Put together a sort of "string quartet" of Portuguese free jazz/new improvised music stars Miguel Mira on cello, Carlos "Zingaro" on violin, Hernani Faustino on bass and Marcelo dos Reis on acoustic and prepared guitar, and you get the Staub Quartet. Their debut CD House Full of Colors (JACC Records 33) is so much more than a chance meeting that you sit up and take notice from the first notes onward.
Those who know these four and their freely inventive prowess should not be surprised. Though I am not in the position to keep score, they have all played together in various combinations and surely belong together. There is nothing casual about these improvisers--everything I've heard of them has a huge sense of purpose and an advanced open form seriousness that often enough verges on the sublime. So I naturally had lots of expectations when I put this CD on my player.
To say I was not disappointed is to say that all the four can be inventively is very much present here. The whole is the greater for the Staub Quartet formation. Each plays a role and as you listen to the six segments you revel in how the colors and textures of the instruments in the hands of these masters come to create totalities that are consistently near breathtaking and sometimes well beyond that.
There often enough is a kind of gestural complementarity between bass and cello, for reasons that have to do with their potential as rhythm section choices in more conventional jazz, but then both Mira and Faustino can of course function as horns and convincingly so. Or of course both are supreme colorists and find a place when there are two-, three-, or four-way blends of that kind of thing. Make no mistake however, this music channels historic jazz only in the most convoluted and indirect ways. There is a kind of "soul" to it all, but a different kind. And the lining is not naked linearity but collectively simultaneous. So does it sound like Armstrong and Oliver? Well, no, not really! So do not expect that. Do expect the outer fringes of avant jazz and new music to have some relation to what you hear.
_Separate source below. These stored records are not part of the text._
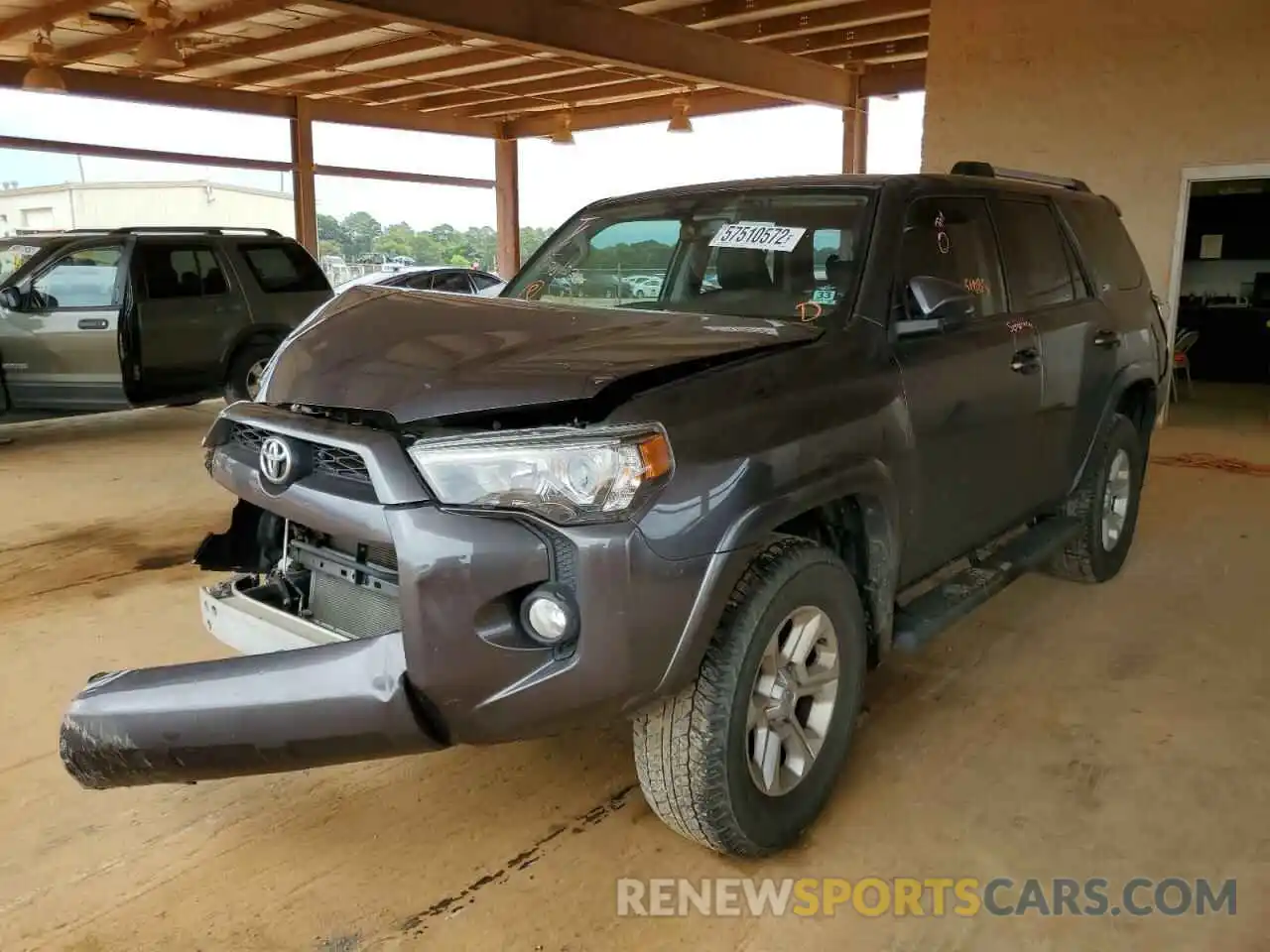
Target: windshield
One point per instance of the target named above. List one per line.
(14, 253)
(776, 254)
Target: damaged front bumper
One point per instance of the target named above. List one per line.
(258, 714)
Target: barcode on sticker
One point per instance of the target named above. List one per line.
(757, 235)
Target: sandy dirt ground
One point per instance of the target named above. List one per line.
(1064, 730)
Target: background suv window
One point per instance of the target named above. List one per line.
(284, 268)
(952, 239)
(452, 282)
(1035, 254)
(1105, 244)
(181, 271)
(82, 278)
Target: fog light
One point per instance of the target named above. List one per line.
(549, 617)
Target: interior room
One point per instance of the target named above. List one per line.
(1222, 352)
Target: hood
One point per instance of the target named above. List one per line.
(422, 354)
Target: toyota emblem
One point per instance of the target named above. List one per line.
(276, 461)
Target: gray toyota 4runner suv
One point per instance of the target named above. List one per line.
(858, 407)
(109, 320)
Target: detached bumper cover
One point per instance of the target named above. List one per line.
(259, 714)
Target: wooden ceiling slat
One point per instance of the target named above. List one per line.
(884, 32)
(286, 40)
(607, 36)
(30, 21)
(852, 14)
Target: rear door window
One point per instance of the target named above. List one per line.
(282, 268)
(952, 239)
(181, 271)
(451, 282)
(1035, 255)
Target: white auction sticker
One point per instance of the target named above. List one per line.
(757, 235)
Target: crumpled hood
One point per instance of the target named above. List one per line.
(422, 354)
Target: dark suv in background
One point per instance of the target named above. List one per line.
(108, 320)
(856, 408)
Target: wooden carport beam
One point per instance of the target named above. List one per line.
(41, 16)
(875, 81)
(608, 36)
(507, 200)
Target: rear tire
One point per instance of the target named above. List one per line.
(698, 753)
(245, 370)
(1106, 507)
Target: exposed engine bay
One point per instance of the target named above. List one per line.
(344, 585)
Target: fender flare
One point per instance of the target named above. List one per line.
(871, 485)
(276, 333)
(1125, 377)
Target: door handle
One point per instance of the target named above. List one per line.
(1026, 361)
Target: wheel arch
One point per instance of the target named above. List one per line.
(853, 512)
(257, 333)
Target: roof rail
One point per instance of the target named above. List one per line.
(190, 230)
(985, 171)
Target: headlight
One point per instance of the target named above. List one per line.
(564, 475)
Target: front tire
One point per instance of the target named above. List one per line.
(1106, 507)
(743, 760)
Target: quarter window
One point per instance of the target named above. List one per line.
(282, 268)
(952, 239)
(181, 271)
(1035, 254)
(451, 282)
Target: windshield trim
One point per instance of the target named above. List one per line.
(654, 206)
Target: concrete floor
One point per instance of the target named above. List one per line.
(1064, 730)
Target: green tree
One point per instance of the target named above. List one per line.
(362, 230)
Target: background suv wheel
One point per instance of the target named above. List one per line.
(743, 760)
(245, 370)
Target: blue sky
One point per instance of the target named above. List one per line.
(556, 180)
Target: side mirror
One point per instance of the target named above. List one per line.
(945, 304)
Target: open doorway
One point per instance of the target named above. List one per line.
(1220, 294)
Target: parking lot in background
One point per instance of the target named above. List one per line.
(1061, 731)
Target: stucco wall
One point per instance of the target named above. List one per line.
(1120, 93)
Zingaro is a supreme solo line-weaver on violin but he can and does also blend his special ways into the whole. Marcelo transforms his guitar sound (whether prepared or otherwise) into the totality so much so that you have to remind yourself that the fourth line is a guitar line. Sometimes he becomes such a shape-changer that he transcends his instrument to become a pure aural force in the complex mix. Listen once through just for him and you'll be surprised and enlightened as to what he comes up with.
All four of course form the matrix that makes all the difference on this album. Nobody is the "star;" the various organic growths they nurture in the six segments have a natural yet uncannily "forward" quality that you must hear with focused intent, to expose yourself repeatedly and gradually to get the full appreciation this album demands and deserves.
It is one of the best outings of all four and it is one of the best "fours" in avant music outings today.
You want to know what is new and important ion free improv? This is one for sure! Excellent!